The story of Collectiv do Brasil and Sonhos da Esquina.
Of all the horns in a modern ensemble, the trombone might easily replace the vocalist. This probably has to do with the unique instrument’s tone, colour, range, and pitch which enables a trombonist to evoke the human voice, moaning and crying like the very best blues singers. The trombone in Brasilian music is able to do something altogether different. It evokes that ephemeral Brasilian emotion called “saudades”. When Ryan Keberle plays the trombone with his Brasilian colleagues in Collectiv do Brasil, he gives that emotion wings.
“That’s how I fell in love with Brasilian music… when I first heard Elis Regina’s music decades ago.”
– Ryan Keberle
In 2017 Keberle took time off from his duties directing the music program at Hunter College to travel to Brasil. While in São Paulo he met three leading – and rather busy – paulista musicians: pianist Felipe Silveira, bassist Tiago Alves and drummer and percussion colourist Paulinho Vicente. The trio and Keberle became instant soulmates, sharing a deep love for Brasil’s sophisticated music tradition, represented by Ivan Lins, Edu Lobo, Toninho Horta and Milton Nascimento, and also a love for American jazz. It wasn’t long before Keberle and the Brasilian trio became firmly entrenched as the quartet that was to become Collectiv do Brasil.

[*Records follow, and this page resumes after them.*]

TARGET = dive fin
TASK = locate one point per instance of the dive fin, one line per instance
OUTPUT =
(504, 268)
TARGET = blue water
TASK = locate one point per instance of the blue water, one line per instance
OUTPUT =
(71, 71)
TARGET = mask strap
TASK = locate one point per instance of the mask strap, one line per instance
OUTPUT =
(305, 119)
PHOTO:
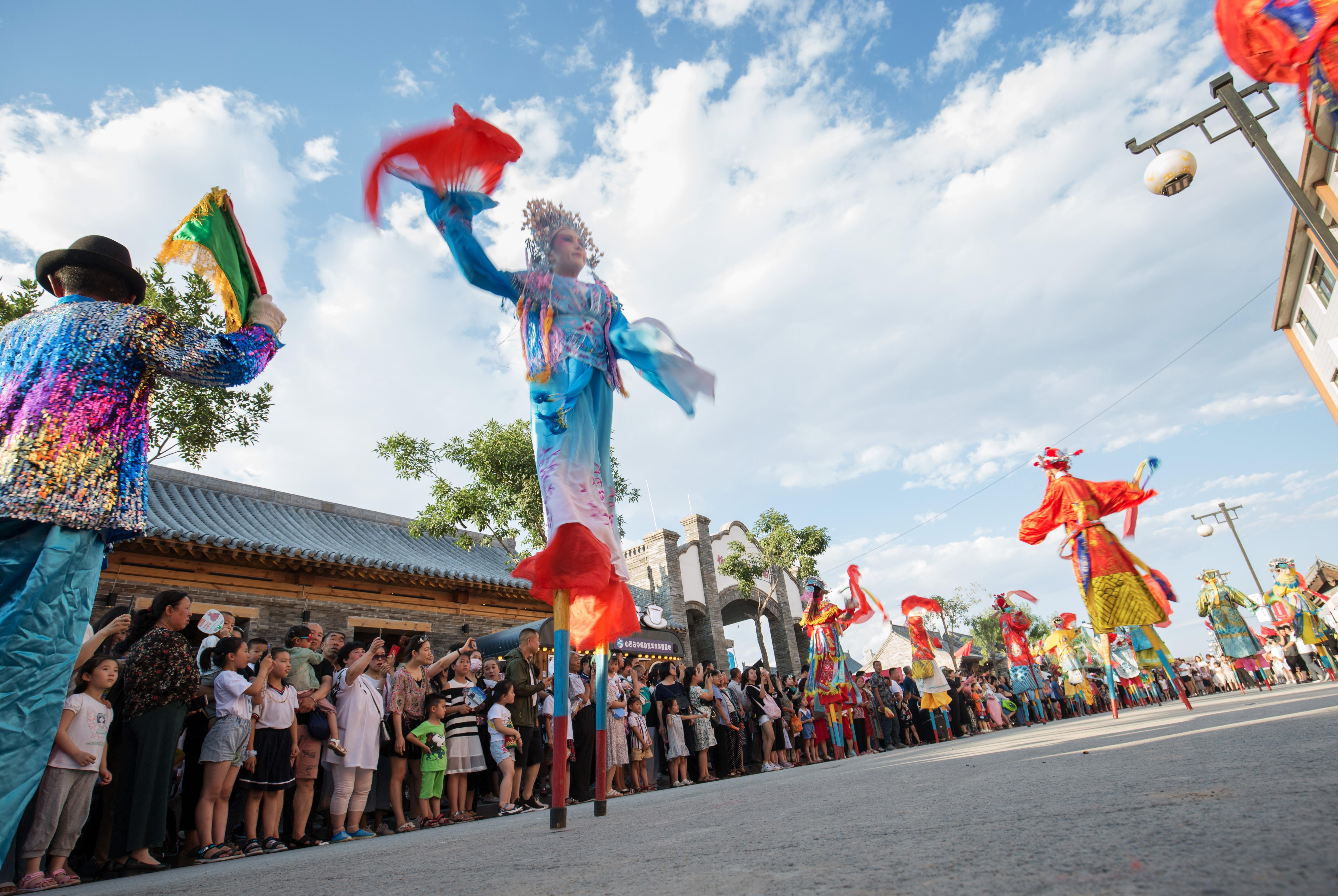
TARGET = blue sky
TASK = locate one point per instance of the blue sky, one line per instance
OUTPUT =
(906, 237)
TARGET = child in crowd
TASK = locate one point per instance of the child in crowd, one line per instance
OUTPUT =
(678, 753)
(225, 747)
(502, 739)
(642, 745)
(430, 738)
(256, 648)
(908, 719)
(791, 727)
(806, 731)
(77, 763)
(274, 750)
(304, 661)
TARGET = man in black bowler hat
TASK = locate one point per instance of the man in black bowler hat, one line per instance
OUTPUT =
(75, 383)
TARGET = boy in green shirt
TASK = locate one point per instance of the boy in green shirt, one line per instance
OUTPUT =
(430, 738)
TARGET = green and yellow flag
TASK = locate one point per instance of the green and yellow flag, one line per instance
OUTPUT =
(212, 243)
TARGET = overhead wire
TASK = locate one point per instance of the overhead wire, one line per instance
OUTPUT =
(1071, 434)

“Toninho, Paulinho and I have been playing together for 17 years… with Ryan we’re like four brothers”
– Felipe Silveira
Soon new music by Keberle came into existence and was added to the repertoire that the quartet began to fine-tune and perfect at regular gigs around in and around São Paulo. The extraordinary chemistry between the musicians was electrifying, transcending cultural topography, immersed; in the universal beauty of the afro-centric roots of Jazz and Brasilian music. It came as no surprise to anyone, then that plans were drawn up for Keberle to return to Brasil; something he did a year later, to pay homage to the music they loved – specifically to some of its legendary creators Toninho Horta and Milton Nascimento. Thus the album Sonhos da Esquina was born.

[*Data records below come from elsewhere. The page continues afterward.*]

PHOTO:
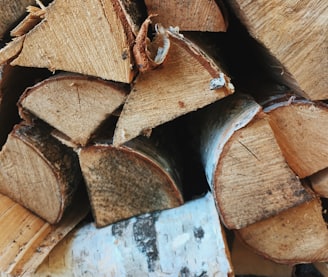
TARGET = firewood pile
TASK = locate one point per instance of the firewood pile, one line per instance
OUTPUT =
(163, 138)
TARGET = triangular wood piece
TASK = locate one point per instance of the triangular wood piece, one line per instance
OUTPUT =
(26, 240)
(300, 127)
(184, 241)
(201, 15)
(188, 80)
(73, 104)
(128, 180)
(297, 38)
(297, 235)
(39, 172)
(244, 165)
(92, 38)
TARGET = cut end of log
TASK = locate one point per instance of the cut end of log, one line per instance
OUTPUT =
(38, 172)
(123, 183)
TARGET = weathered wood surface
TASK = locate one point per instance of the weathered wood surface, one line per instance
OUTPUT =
(185, 241)
(203, 15)
(297, 235)
(244, 164)
(78, 38)
(181, 85)
(74, 104)
(10, 12)
(129, 180)
(39, 172)
(26, 240)
(295, 32)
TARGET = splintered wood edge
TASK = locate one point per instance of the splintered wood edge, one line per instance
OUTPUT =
(263, 185)
(181, 14)
(295, 124)
(109, 206)
(27, 257)
(319, 182)
(297, 235)
(166, 242)
(47, 99)
(157, 98)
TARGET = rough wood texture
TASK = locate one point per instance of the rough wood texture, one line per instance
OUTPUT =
(128, 180)
(10, 12)
(39, 172)
(297, 235)
(73, 104)
(247, 262)
(26, 240)
(202, 15)
(181, 85)
(244, 165)
(93, 39)
(185, 241)
(304, 53)
(319, 182)
(300, 129)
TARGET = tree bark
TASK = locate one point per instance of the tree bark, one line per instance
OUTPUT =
(185, 241)
(39, 172)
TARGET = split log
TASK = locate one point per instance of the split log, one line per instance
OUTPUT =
(128, 180)
(39, 172)
(244, 164)
(26, 240)
(300, 129)
(185, 241)
(319, 182)
(247, 262)
(74, 104)
(273, 22)
(77, 38)
(187, 81)
(10, 91)
(297, 235)
(10, 12)
(204, 15)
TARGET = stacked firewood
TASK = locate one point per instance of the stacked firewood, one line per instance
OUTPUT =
(163, 138)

“Caress the earth / Know the earth’s desires / the earth in heat, the ideal season / fertilize the ground…” – Milton Nascimento in “O Cio da Terra”
In paying homage to Milton Nascimento and the music he made during his legendary years at Clube da Esquina, this music has, almost de rigueur, a prescient and almost spiritual quality to it, much like Nascimento’s own music. But this quartet was also determined to honour another legendary songwriter, Toninho Horta together with three compositions by Keberle as well. This repertoire features Keberle’s beautifully crafted arrangements, each of beguiling variety and sensuousness in every lovingly-crafted phrase of Sonhos da Esquina.
The chosen material, in the exception of the originals, judiciously focuses on some gems by both Nascimento and Horta. Listening to the manner in which Keberle sculpts the sustained inventions of [Silveira’s arrangement] of “O Cio de Terra”, its clear there’s not a single semiquaver that hasn’t been fastidiously considered. On “Campinas” and “Carbon Neutral” Silveira’s piano sashays, while Keberle seductively bends the notes in bittersweet, moaning harmonic conceptions.
The apogee of the album is Nascimento’s iconic “Clube da Esquina 2” which is preceded by Keberle’s original, crafted introduction “Sonhos da Esquina”. Piano and bass herald the music before Keberle’s questing trombone lines take over, each elegant melodic variation is following the other quite inexorably and with languid ease. Horta’s “Aqui Oh!” is a swaggering chart burnished by the musicians’ swing accented by the drummer’s hissing cymbals. Nascimento’s “Tarde” and Horta’s “Francisca” are eloquently elegiac and aching yet spacious and mellifluous.
All of this sumptuous music has been brilliantly captured at Brasil’s legendary Gargolandia Recording Studio on an album to absolutely die for.